Event-based Video Frame Interpolation with Edge Guided Motion Refinement
Yuhan Liu, Yongjian Deng, Hao Chen, Bochen Xie, Youfu Li, Zhen Yang
TL;DR
This work tackles the challenge of edge-aware motion in event-based video frame interpolation by introducing EGMR, an end-to-end framework that leverages edge cues from events. The core innovations are the Edge Guided Attentive (EGA) module, comprising Cross-modal Local Attention and Cross-OF Attention, which refine multi-modal optical flows using edge-dominated event information, and an event-based visibility map used in warping refinement to address occlusions.
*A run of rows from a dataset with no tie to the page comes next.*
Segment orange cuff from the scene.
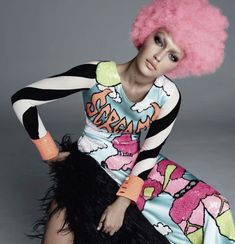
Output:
[116,175,144,203]
[31,132,59,160]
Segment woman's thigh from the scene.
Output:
[137,155,235,243]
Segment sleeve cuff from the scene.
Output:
[116,175,144,203]
[31,132,59,160]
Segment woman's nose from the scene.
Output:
[154,51,165,62]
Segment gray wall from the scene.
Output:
[0,0,235,244]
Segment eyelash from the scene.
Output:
[154,35,178,62]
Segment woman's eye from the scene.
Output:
[154,36,163,47]
[169,53,178,62]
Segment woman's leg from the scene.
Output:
[42,200,74,244]
[137,157,235,244]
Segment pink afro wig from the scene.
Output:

Extensive experiments on synthetic and real datasets demonstrate that EGMR achieves superior interpolation quality, particularly in complex and edge-rich scenes, and ablation studies validate the contribution of each component. The proposed approach advances E-VFI by effectively fusing edge-focused event signals with frame data, enabling more reliable high-quality video interpolation in challenging conditions.
Abstract
Video frame interpolation, the process of synthesizing intermediate frames between sequential video frames, has made remarkable progress with the use of event cameras. These sensors, with microsecond-level temporal resolution, fill information gaps between frames by providing precise motion cues. However, contemporary Event-Based Video Frame Interpolation (E-VFI) techniques often neglect the fact that event data primarily supply high-confidence features at scene edges during multi-modal feature fusion, thereby diminishing the role of event signals in optical flow (OF) estimation and warping refinement. To address this overlooked aspect, we introduce an end-to-end E-VFI learning method (referred to as EGMR) to efficiently utilize edge features from event signals for motion flow and warping enhancement. Our method incorporates an Edge Guided Attentive (EGA) module, which rectifies estimated video motion through attentive aggregation based on the local correlation of multi-modal features in a coarse-to-fine strategy. Moreover, given that event data can provide accurate visual references at scene edges between consecutive frames, we introduce a learned visibility map derived from event data to adaptively mitigate the occlusion problem in the warping refinement process. Extensive experiments on both synthetic and real datasets show the effectiveness of the proposed approach, demonstrating its potential for higher quality video frame interpolation.